All of our code runs on Amazon EC2 instances in an Amazon VPC. After ClassMetric we made the switch to running on our own private subnets, and it’s made a world of difference. If you’re hosting a service, there’s almost no reason to host as part of a public cloud. Having dedicated IP ranges you can control and better network restrictions makes it pretty much a no brainer.

Because our dynamic JavaScript is cached by Amazon CloudFront, we can serve hundreds of millions of requests a day with only a handful of servers. We started with invalidating specific paths whenever users updated their settings. But since then, we’ve found it easier to use a low max-age on the response-caching headers since invalidations take up to 15 minutes anyway, and clients will never cache a really stale version.

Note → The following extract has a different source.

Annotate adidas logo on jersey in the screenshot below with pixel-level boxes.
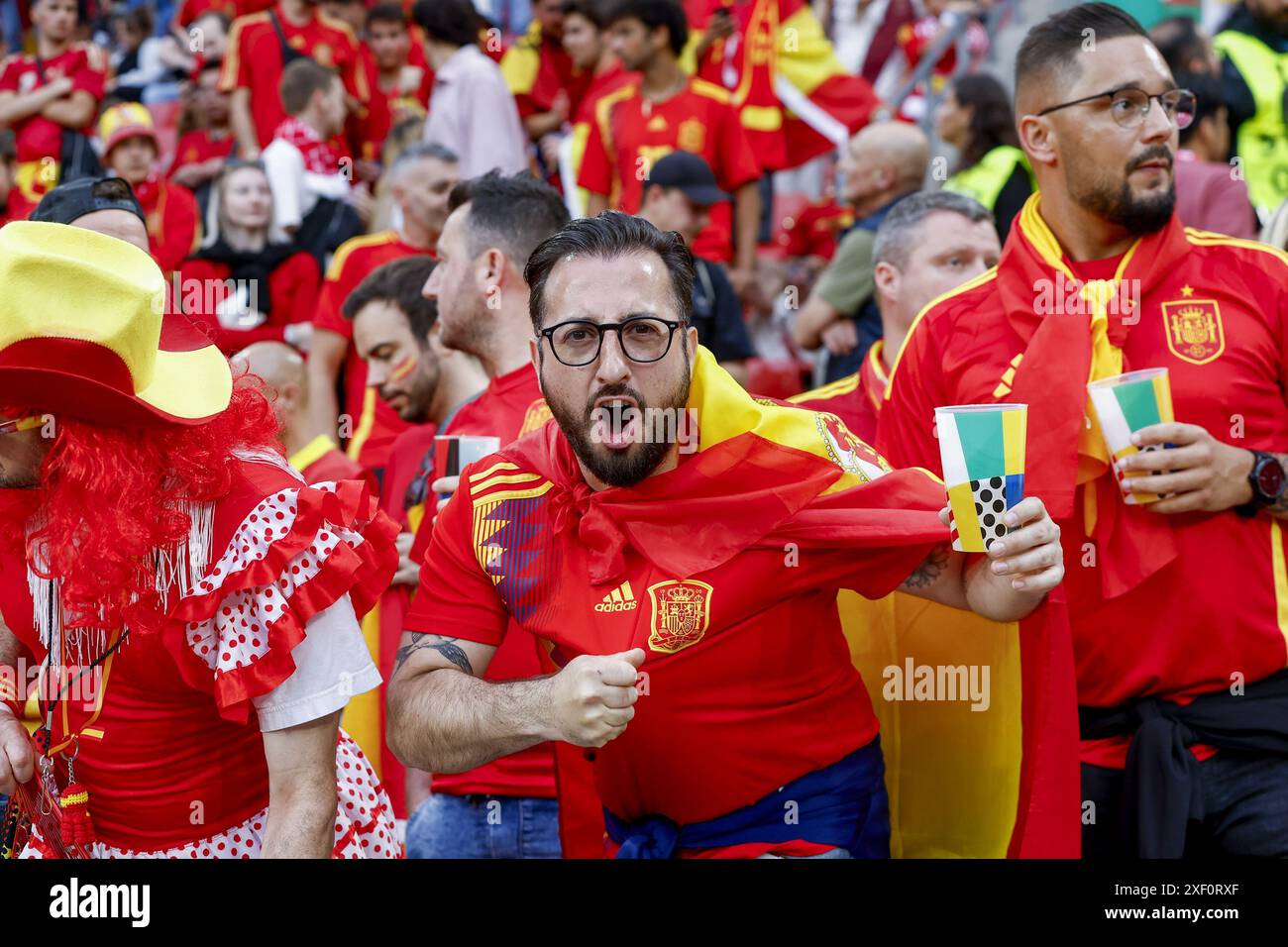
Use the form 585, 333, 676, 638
595, 581, 640, 612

The DNS all runs through Amazon Route 53, and we use Elastic Load Balancing load balancers extensively to route requests to our API. We’ve learned that it really pays to set up a weighted routing scheme early for any load balancers you’re using. That way you can add new load balancers with a low weight while they scale up to meet production load.

We store all of the data as flat files in our S3 bucket. It’s great because S3 provides a highly available “source of truth” for the data while allowing us to bypass all the cost and scalability problems of a database.

One thing we hadn’t realized, however, is that you’ll want to take care in naming your files due to the partitioning of the data under the hood. The data itself is sharded by prefix, so if you have a few hot prefixes, then it can hurt your workload significantly.[2]

Leveraging New Infrastructure

Today we continue to see the benefits of building atop AWS. Now that it’s grown into a more mature ecosystem, the number of tools that are integrated with Amazon is staggering.

Our Stackdriver server monitoring hooks seamlessly into Amazon CloudWatch, surfacing all kinds of data about our cluster with almost no configuring. We’ve scripted our deployment and provisioning tools against the AWS API. We use Loggly’s S3 integration to dump our logs directly into our S3 bucket. And as of this week, we transform and load all of our analytics data into Redshift for universal SQL access.

As we grow, we’re excited that the different AWS offerings continue to grow with us. We’re currently migrating to use containers in production, and we hope to take advantage of the newly announced container service. We’re also investigating how we get the most from Amazon Aurora and the new AWS Config service for actually querying all this data and registering our services.

Most of all, we’ll continue to use those tools and open-source infrastructure to move fast, achieve quality, and cut scope.